Mostly helping me feel comfortable that the new indices are working. Which it turns out they aren't. This is just a test query with fields I expect to end up in a lot of queries. The categorical fields in the fact table are ordered from most to least frequently used.
!Important! - the goal here is not to make this specific query run faster. What I'm trying to achieve is the creation of a set keys that will work on most queries our users put together. This db is for ad hoc data mining, and not for transactions. As a result, very few queries are run more than once or twice, so we can't just rely on a single primary key. It's going to have to a set of indices that cover most permutations of commonly selected fields. If I can't join tables efficiently, then I have to denormalize the whole thing and have a monster table, which is horrible to think about.
Anyway, to your original question:
1. PCode is a descriptive label we apply to each record. Sometimes these labels can be grouped together by substrings that are common, but these groupings are fluid and can change from query-to-query, so there's no point in setting up a reference table for them. I expect a lot of LIKE and IN statements on this field.
2. BCode is much less exotic. These are normalized IDs with their own dimension table . Roughly 100+ unique values
> But SymbolID is not in the table!? I can't analyze it with inconsistencies like this.
I've corrected the original post. I'm not completely comfortable posting production code on a public forum, so you'll have to excuse the odd typo since there's a lot of manual touch-ups going on.

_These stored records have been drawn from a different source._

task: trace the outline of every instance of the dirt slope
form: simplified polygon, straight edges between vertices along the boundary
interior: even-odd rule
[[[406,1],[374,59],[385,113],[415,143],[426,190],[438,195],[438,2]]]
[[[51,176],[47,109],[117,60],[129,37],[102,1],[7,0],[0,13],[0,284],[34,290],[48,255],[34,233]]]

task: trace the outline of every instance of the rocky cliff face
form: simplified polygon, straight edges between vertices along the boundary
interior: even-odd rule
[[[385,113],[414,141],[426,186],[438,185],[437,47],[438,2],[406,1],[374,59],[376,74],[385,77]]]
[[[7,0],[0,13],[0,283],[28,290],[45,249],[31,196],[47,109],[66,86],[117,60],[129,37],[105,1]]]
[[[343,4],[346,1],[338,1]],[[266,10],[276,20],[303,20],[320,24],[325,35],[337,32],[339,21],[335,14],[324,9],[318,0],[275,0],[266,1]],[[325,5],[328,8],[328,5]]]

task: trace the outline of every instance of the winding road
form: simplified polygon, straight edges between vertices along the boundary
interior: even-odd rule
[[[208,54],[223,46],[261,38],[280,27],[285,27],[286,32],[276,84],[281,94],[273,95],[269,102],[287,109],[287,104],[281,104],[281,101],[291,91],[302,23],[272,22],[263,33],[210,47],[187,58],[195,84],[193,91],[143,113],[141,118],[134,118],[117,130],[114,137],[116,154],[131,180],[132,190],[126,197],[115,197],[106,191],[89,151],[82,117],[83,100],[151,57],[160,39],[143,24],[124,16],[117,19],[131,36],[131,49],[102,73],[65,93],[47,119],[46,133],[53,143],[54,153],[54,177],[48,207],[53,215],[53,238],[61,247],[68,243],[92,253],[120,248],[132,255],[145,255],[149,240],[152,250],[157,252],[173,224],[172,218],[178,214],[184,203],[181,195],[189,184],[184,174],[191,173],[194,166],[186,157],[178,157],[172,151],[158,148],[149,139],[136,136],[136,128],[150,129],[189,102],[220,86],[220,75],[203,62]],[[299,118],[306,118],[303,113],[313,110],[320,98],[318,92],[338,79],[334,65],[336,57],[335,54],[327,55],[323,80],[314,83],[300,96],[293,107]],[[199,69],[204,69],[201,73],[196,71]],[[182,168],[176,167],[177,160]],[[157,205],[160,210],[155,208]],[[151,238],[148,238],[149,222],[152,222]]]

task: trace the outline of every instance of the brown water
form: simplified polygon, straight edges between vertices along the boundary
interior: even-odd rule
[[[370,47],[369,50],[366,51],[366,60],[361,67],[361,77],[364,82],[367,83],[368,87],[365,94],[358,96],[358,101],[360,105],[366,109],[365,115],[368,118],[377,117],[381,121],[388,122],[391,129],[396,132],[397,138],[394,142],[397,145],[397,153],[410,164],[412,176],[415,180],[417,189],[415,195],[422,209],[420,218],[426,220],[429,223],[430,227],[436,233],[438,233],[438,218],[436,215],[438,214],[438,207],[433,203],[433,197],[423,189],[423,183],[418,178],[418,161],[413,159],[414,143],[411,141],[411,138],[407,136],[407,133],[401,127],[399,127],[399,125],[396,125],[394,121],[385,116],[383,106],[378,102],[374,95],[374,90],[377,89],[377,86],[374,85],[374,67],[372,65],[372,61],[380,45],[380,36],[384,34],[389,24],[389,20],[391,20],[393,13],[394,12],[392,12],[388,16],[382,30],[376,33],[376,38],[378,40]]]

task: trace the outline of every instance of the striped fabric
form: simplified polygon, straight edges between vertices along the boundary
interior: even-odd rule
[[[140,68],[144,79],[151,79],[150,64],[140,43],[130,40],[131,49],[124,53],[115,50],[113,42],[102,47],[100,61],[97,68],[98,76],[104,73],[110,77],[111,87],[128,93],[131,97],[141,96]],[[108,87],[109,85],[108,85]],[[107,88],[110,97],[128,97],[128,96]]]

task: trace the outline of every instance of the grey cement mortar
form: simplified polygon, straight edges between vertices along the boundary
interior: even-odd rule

> Part of the issue comes from not being able to use the PRIMARY KEY
As I mentioned above, queries will seldomly be reused, so we won't be able to rely on the primary key very often. Is there really a huge performance difference between PRIMARY KEY, UNIQUE KEY and KEY?

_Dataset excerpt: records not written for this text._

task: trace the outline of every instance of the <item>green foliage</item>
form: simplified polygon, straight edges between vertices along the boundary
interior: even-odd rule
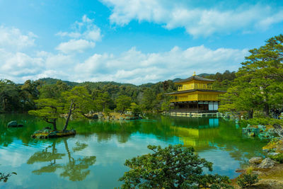
[[[246,188],[258,182],[258,175],[248,173],[241,174],[237,178],[237,184],[241,188]]]
[[[258,110],[269,116],[270,108],[283,106],[283,35],[250,52],[232,86],[222,96],[219,110],[246,111],[250,118]]]
[[[75,86],[62,93],[65,110],[69,110],[71,103],[74,117],[86,117],[89,111],[96,109],[96,103],[85,86]]]
[[[248,120],[241,120],[241,124],[243,125],[247,125],[248,124],[250,124],[251,125],[273,125],[275,124],[283,125],[283,120],[270,118],[252,118]]]
[[[161,104],[161,110],[162,111],[168,111],[170,110],[170,102],[164,101]]]
[[[37,110],[30,110],[28,113],[52,124],[53,130],[57,130],[56,121],[64,113],[64,104],[53,98],[40,98],[35,100],[35,103]]]
[[[125,166],[130,170],[119,179],[122,188],[220,188],[229,187],[227,176],[204,174],[203,168],[212,171],[212,163],[200,159],[192,147],[181,144],[149,145],[153,151],[131,160]]]
[[[271,159],[278,161],[280,164],[283,164],[283,154],[282,153],[274,156],[269,156],[268,157],[270,157]]]
[[[136,103],[131,103],[129,108],[134,116],[139,115],[141,113],[141,108]]]
[[[116,99],[116,110],[120,111],[121,115],[131,106],[131,98],[125,95],[119,96]]]

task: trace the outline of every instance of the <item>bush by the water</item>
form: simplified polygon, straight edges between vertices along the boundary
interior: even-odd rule
[[[282,153],[273,156],[269,156],[269,157],[280,164],[283,164],[283,154]]]
[[[278,120],[269,118],[252,118],[249,120],[241,120],[241,124],[243,125],[247,125],[250,124],[250,125],[273,125],[275,124],[283,125],[283,120]]]
[[[192,147],[181,144],[148,146],[153,151],[131,160],[130,169],[120,178],[122,188],[231,188],[227,176],[204,174],[203,168],[212,171],[212,163],[201,159]]]
[[[241,188],[246,188],[258,182],[258,175],[248,173],[242,174],[238,177],[237,184]]]

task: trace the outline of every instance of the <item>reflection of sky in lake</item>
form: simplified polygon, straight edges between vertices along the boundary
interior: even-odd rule
[[[241,128],[236,130],[233,122],[223,120],[203,118],[189,121],[187,118],[155,118],[157,121],[118,124],[74,122],[72,125],[76,127],[78,134],[65,139],[26,139],[37,128],[37,122],[30,124],[30,129],[18,132],[5,132],[4,129],[6,134],[4,137],[4,132],[1,133],[1,139],[5,139],[8,144],[0,146],[0,168],[6,173],[15,171],[18,175],[9,178],[7,183],[0,183],[0,187],[113,188],[120,185],[117,180],[127,170],[123,166],[127,159],[149,153],[146,148],[149,144],[166,147],[179,143],[194,146],[202,158],[213,162],[213,173],[234,178],[238,175],[235,170],[248,158],[259,153],[265,144],[258,139],[243,138]],[[21,137],[17,137],[21,134]],[[79,149],[78,144],[87,145]],[[27,164],[35,155],[42,156],[45,154],[51,159],[56,154],[62,156],[55,161],[35,158],[32,164]],[[71,181],[70,177],[62,176],[64,170],[71,169],[70,162],[74,162],[73,166],[78,165],[83,158],[90,156],[96,159],[94,164],[81,166],[81,173],[88,173],[83,176],[82,181]],[[45,169],[47,168],[47,171]]]

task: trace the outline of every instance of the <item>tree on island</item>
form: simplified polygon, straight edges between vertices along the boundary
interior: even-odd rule
[[[60,115],[64,113],[64,104],[53,98],[41,98],[35,100],[35,103],[39,109],[30,110],[28,113],[39,117],[45,122],[52,124],[53,130],[57,130],[56,122]]]
[[[56,122],[62,115],[67,114],[63,132],[68,127],[71,115],[87,117],[87,113],[94,107],[93,101],[83,86],[75,86],[71,90],[62,92],[59,99],[40,98],[35,101],[37,110],[30,110],[29,114],[41,118],[53,125],[57,130]]]
[[[241,63],[233,86],[222,96],[219,111],[255,110],[270,116],[272,108],[282,108],[283,102],[283,35],[271,38]]]
[[[148,149],[153,153],[126,160],[130,170],[119,179],[124,182],[122,188],[231,188],[227,176],[203,173],[204,168],[212,171],[212,163],[200,159],[192,147],[149,145]]]

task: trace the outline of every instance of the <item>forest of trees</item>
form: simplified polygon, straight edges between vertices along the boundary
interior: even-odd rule
[[[235,72],[207,74],[216,79],[214,89],[226,90],[235,78]],[[174,81],[178,80],[175,79]],[[45,78],[26,81],[17,84],[10,80],[0,80],[0,113],[26,113],[37,108],[39,99],[62,98],[62,93],[74,87],[83,87],[93,101],[94,112],[117,110],[124,113],[136,109],[143,112],[159,113],[169,108],[166,93],[177,90],[172,80],[135,86],[113,81],[76,83]]]
[[[249,52],[219,110],[246,114],[247,118],[278,118],[283,110],[283,35]]]

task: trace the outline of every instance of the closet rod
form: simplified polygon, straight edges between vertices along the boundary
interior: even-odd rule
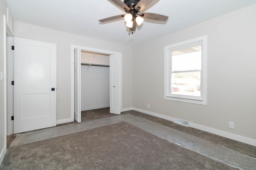
[[[99,66],[101,67],[109,67],[109,66],[108,65],[104,64],[88,64],[88,63],[81,63],[81,65],[84,66]]]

> plus having Dimension value(s) in the GROUP BY
Ah, I didn't know that had an impact. Interesting.
> Usually Summary tables are the performance salvation.

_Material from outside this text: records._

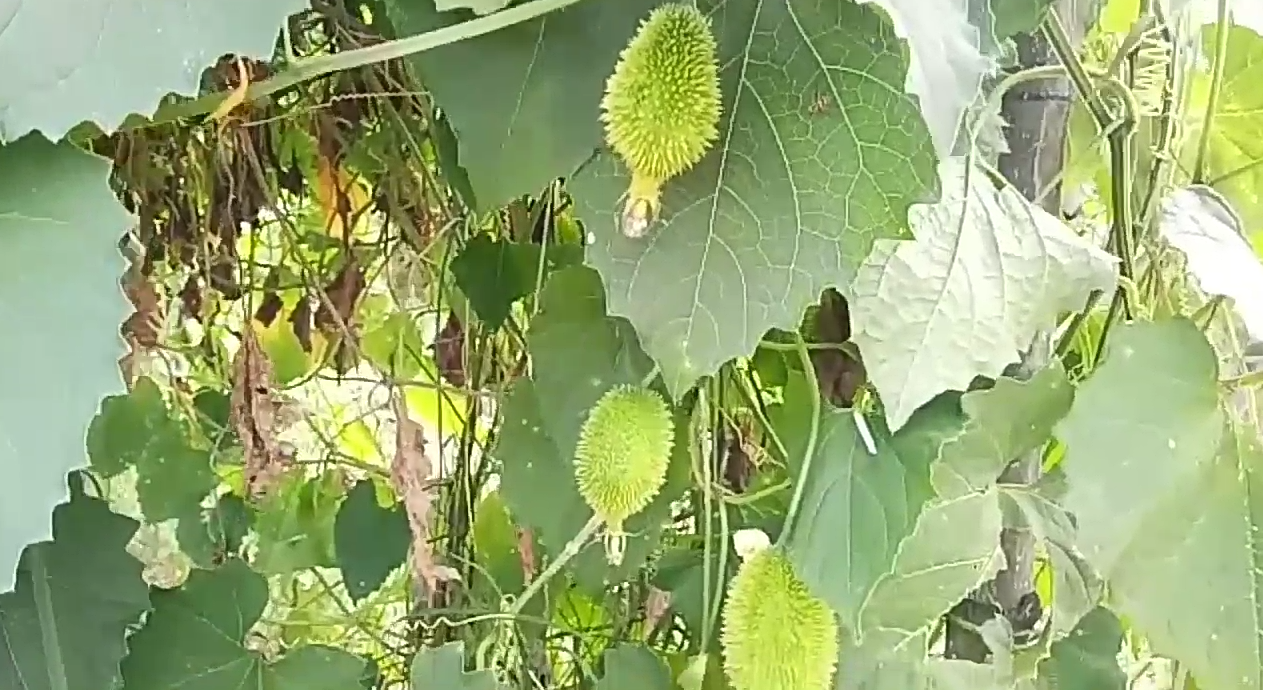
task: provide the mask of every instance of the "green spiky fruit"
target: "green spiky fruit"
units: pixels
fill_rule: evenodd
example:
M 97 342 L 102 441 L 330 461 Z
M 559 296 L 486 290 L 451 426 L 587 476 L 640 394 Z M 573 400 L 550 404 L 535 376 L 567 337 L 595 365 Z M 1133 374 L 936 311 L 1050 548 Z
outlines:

This IS a monthly summary table. :) The raw data is much, much larger.
> What is the is the output from SELECT COUNT(DISTINCT PCode), COUNT(DISTINCT BCode) FROM fact_amounts;
You saw how my original attempt at BBCode went, so in the interests of making it readable, here's a formatted version of the output.
Explain
---------
id: 1
select_type:simple
table: fact_amounts
type: index
possible_keys: NULL
key: Index 3
key_len: 59
ref: NULL
rows: 8968481
Extra:Using index
Results
---------
"COUNT(DISTINCT cb.PCode)","COUNT(DISTINCT cb.BCode)"
"68","108"
Run time
---------
/* 0 rows affected, 1 rows found. Duration for 1 query: 101.812 sec. */
> SELECT COUNT DISTINCT PCode, BCode FROM fact_tsx_cbilling;
I received syntax erors when I ran this. I see what you're aiming for, but I don't know how to do it without significantly changing the structure of the query and using a nested design. That would make the EXPLAIN results useless though.
Is that sufficient information to describe the problem?
Edited 4 time(s). Last edit at 07/17/2011 08:59PM by Mark Daly.